Another key connection is to ClinicalTrials.gov, an NIH-sponsored registry of all federally-sponsored and many privately-funded clinical trials conducted in the United States and elsewhere. For cancer patients, this database is crucial; previously, only doctors searching for clinical trials could access a public database of experimental treatments. (I’ll cover this site in a separate, future post.)

MedlinePlus offers an extensive catalogue of surgical procedure videos. You can watch an abdominal hysterectomy, vasectomy reversal or open heart surgery if you choose. While the films can be helpful, perhaps, to some patients who are deliberating about a procedure, some of my non-physician friends have found them rather bloody. I have some reservations about this component of the MedlinePlus site, in that many of the videos are provided by community medical centers and, the films are provided by a commercial enterprise, ORlive.
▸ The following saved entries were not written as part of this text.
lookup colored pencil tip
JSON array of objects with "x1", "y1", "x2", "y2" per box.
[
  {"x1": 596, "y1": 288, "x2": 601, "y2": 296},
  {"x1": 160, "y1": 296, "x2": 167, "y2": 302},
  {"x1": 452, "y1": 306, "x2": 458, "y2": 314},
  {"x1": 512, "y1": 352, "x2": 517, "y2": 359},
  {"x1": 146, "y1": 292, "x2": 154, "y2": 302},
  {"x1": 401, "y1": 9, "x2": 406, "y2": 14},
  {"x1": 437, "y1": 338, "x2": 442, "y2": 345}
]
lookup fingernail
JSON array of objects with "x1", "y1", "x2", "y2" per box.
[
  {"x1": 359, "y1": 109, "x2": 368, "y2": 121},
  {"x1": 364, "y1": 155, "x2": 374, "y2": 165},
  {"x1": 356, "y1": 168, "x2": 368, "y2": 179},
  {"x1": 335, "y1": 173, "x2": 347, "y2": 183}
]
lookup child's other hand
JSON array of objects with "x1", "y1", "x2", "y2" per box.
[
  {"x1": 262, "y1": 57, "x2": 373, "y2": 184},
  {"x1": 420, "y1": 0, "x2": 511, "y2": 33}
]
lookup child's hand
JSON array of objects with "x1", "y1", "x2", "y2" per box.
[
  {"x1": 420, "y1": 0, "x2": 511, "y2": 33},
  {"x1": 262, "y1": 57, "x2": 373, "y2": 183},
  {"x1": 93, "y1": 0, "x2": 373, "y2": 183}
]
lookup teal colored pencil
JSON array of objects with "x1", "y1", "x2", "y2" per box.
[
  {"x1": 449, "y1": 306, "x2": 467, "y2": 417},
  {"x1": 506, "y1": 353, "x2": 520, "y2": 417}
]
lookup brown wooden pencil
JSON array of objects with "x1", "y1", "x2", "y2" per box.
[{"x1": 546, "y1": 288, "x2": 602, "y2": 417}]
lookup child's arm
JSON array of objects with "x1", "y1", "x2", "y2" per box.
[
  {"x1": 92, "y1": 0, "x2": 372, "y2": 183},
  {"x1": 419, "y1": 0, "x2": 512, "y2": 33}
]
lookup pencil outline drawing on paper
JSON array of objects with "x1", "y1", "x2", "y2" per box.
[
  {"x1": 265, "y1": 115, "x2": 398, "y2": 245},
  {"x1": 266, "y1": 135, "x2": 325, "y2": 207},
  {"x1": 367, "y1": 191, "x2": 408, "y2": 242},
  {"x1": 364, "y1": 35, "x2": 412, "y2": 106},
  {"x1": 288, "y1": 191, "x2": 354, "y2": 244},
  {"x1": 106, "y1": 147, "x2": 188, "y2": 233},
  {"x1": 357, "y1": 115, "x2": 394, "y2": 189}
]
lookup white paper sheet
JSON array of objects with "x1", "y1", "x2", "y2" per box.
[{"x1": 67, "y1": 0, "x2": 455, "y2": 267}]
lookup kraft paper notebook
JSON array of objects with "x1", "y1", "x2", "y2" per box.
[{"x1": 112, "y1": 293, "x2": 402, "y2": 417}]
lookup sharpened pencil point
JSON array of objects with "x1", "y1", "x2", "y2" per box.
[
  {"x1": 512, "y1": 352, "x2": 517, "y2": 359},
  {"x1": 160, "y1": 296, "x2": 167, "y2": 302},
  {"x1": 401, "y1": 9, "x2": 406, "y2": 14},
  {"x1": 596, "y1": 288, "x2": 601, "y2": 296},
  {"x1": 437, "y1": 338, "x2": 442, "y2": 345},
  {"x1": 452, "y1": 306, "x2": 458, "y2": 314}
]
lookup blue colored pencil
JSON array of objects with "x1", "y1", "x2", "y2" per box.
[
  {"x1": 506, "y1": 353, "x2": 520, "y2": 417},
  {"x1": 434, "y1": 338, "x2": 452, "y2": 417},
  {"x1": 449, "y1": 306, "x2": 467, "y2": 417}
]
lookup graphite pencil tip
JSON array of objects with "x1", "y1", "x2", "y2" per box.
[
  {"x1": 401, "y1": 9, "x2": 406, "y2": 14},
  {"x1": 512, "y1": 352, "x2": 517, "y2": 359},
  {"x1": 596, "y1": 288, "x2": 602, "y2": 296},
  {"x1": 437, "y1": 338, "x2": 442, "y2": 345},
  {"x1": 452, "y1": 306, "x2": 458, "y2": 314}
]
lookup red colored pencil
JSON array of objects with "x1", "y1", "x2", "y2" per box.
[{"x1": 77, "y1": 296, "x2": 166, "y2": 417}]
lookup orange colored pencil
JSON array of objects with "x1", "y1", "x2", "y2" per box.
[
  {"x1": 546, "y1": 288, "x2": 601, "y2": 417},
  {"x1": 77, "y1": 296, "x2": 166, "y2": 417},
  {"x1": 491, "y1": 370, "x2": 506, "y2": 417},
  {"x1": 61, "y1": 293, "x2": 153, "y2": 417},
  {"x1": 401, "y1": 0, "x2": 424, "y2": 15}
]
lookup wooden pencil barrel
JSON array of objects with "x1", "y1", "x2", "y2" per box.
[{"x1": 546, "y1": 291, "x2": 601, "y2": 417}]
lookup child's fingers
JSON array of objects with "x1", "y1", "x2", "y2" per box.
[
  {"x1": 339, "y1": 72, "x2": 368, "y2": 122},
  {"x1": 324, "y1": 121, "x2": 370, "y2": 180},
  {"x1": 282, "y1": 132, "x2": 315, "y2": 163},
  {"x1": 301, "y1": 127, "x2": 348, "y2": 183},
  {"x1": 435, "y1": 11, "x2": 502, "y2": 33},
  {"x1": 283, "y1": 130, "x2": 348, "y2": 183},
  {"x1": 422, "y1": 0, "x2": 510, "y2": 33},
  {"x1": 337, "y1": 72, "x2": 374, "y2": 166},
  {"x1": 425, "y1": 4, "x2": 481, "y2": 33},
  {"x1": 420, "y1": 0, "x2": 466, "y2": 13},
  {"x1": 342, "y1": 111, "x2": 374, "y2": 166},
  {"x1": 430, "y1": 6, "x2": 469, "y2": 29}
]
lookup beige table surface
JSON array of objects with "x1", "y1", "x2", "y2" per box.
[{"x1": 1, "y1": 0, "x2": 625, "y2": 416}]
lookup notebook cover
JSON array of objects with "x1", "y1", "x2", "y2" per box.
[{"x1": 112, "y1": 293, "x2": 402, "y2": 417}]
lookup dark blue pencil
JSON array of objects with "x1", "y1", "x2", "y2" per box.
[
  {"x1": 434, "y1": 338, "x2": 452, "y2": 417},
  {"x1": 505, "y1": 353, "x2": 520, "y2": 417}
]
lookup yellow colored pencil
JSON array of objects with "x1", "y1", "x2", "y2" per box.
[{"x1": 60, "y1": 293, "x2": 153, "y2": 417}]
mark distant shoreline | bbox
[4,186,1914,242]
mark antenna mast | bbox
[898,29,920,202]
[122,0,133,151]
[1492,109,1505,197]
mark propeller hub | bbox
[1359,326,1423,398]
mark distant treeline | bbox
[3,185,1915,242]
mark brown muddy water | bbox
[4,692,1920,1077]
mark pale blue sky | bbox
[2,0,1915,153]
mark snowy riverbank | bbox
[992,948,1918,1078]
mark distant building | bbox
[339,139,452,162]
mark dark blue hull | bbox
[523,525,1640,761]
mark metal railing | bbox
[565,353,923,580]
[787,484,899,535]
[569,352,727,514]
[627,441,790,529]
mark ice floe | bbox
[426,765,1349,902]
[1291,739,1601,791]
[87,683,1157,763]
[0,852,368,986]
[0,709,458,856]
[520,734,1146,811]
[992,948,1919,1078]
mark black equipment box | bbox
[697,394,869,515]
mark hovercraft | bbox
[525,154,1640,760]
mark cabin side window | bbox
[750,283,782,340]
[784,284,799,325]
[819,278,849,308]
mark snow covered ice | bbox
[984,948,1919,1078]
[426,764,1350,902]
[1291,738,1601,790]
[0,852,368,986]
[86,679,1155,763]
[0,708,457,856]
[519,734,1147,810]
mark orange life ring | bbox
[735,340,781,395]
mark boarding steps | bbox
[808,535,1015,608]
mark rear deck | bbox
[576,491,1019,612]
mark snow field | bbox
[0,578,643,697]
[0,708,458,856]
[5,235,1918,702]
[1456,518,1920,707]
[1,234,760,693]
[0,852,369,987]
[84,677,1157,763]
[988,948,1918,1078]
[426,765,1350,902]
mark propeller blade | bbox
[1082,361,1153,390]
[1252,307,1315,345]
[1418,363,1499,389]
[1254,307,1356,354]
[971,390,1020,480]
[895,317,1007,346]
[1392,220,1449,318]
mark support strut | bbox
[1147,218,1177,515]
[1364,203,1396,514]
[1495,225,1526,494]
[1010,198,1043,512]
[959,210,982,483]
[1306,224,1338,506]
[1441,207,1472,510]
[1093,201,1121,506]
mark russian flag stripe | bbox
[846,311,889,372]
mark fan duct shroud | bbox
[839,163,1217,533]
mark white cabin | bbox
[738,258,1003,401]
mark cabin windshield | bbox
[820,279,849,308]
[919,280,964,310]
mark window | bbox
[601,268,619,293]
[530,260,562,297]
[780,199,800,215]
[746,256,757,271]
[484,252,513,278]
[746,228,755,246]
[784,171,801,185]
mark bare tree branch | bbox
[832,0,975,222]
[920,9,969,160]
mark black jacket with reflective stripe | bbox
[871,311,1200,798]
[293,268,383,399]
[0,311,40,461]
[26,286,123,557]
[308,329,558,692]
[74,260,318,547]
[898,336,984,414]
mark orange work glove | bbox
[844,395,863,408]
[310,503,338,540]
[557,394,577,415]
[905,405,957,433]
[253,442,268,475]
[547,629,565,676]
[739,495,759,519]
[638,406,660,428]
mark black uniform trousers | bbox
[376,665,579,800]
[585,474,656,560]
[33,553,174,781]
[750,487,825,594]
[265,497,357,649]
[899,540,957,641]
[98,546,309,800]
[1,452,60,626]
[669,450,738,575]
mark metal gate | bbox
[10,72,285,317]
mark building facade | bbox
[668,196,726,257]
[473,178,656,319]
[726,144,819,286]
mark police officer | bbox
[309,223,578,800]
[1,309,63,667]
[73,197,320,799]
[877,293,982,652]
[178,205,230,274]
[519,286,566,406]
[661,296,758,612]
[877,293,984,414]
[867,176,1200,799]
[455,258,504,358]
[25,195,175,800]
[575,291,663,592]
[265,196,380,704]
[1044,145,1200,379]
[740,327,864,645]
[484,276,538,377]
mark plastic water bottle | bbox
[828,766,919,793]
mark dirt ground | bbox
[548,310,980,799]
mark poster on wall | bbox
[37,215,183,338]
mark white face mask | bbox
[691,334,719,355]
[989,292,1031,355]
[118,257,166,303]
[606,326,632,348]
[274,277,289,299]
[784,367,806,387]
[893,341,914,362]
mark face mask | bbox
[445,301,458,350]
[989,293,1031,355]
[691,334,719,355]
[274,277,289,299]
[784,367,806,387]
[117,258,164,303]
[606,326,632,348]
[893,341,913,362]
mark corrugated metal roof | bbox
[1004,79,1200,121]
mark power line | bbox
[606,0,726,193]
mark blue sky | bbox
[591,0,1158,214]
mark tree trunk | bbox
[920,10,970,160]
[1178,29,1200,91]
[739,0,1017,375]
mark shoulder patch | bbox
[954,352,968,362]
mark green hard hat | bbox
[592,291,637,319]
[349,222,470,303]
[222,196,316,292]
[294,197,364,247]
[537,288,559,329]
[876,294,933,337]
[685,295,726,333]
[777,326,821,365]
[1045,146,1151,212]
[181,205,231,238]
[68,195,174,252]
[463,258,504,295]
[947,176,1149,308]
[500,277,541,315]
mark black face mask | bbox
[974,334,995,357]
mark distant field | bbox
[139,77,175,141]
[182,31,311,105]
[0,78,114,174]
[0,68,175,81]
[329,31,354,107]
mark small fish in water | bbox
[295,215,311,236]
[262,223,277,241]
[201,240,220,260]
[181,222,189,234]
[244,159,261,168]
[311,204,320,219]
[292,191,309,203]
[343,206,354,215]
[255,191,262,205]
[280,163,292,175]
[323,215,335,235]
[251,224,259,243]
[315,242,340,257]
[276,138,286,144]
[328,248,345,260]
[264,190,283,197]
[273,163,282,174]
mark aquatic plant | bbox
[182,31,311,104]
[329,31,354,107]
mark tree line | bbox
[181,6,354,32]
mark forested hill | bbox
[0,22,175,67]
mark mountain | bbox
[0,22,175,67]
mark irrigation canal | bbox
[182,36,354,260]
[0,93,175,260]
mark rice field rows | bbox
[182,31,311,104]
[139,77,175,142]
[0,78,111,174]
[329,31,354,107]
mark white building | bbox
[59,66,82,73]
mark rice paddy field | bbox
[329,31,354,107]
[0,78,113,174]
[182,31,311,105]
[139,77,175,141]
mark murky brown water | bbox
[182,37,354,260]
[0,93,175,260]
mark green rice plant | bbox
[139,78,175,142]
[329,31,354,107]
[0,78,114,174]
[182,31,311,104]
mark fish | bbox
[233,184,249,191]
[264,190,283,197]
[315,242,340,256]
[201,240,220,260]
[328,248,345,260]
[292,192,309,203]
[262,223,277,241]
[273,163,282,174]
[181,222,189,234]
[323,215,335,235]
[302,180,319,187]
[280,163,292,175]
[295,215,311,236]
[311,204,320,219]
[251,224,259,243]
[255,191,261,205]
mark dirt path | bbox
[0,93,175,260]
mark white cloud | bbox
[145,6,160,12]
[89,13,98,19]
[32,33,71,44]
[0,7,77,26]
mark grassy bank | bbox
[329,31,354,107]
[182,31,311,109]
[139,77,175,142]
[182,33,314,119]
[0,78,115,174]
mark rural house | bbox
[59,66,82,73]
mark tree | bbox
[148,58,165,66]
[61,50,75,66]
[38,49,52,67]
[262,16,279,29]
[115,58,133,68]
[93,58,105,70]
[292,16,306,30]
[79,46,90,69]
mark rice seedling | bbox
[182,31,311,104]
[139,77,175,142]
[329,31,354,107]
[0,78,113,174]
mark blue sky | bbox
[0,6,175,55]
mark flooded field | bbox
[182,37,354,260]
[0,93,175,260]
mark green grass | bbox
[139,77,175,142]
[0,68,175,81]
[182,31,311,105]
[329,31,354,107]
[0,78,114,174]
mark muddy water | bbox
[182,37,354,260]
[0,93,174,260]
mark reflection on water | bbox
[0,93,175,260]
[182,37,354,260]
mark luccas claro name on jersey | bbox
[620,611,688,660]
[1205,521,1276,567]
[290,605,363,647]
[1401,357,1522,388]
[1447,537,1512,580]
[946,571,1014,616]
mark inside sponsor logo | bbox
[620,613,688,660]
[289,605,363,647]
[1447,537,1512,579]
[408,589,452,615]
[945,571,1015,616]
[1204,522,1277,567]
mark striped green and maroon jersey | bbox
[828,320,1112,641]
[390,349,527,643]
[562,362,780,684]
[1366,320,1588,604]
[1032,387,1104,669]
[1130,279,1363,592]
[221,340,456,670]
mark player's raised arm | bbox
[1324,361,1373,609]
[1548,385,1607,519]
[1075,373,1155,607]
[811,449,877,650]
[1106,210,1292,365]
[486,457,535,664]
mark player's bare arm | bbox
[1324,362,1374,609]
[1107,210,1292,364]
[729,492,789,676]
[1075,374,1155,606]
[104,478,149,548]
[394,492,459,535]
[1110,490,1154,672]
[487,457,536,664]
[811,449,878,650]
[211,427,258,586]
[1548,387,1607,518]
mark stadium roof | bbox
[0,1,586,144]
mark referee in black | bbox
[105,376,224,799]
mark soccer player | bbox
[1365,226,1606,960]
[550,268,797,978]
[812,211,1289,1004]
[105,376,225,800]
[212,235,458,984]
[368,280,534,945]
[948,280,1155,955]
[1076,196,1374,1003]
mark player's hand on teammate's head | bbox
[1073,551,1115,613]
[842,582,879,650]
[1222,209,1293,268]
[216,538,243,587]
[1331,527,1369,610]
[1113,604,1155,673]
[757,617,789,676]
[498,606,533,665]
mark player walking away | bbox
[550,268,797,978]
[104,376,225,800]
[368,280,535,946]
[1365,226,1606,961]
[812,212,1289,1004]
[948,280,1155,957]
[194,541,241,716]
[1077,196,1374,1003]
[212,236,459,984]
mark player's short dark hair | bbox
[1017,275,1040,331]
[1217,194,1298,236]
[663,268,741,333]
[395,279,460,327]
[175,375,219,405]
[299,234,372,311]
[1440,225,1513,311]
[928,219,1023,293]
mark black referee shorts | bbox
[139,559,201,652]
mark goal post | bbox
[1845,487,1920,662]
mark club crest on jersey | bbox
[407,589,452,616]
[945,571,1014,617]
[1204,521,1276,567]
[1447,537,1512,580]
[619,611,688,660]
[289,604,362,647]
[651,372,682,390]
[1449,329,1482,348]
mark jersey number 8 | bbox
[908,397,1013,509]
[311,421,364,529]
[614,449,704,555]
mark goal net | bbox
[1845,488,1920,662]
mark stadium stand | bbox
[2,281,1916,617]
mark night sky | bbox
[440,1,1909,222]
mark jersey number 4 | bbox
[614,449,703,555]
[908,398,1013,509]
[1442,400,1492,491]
In recent years the number of visitors to MedlinePlus has hovered over 10 million per month. In 2009, the site received hits from approximately 128 million distinct Web addresses.

Last year, I spoke with Robert Logan, Ph.D., of the Office of Communications at the National Library of Medicine. “We’ve hit some sort of tipping point,” he said. “The internet has eclipsed other health information sources.”

Despite the comprehensiveness of MedlinePlus, there’s work to be done, said Logan. Some particular areas he hopes to improve on include ethics, epidemiology and statistics. “It’s hard for people to look at numbers and make clinical decisions,” he said. “But that’s a serious weakness in all areas of medicine all over the world.”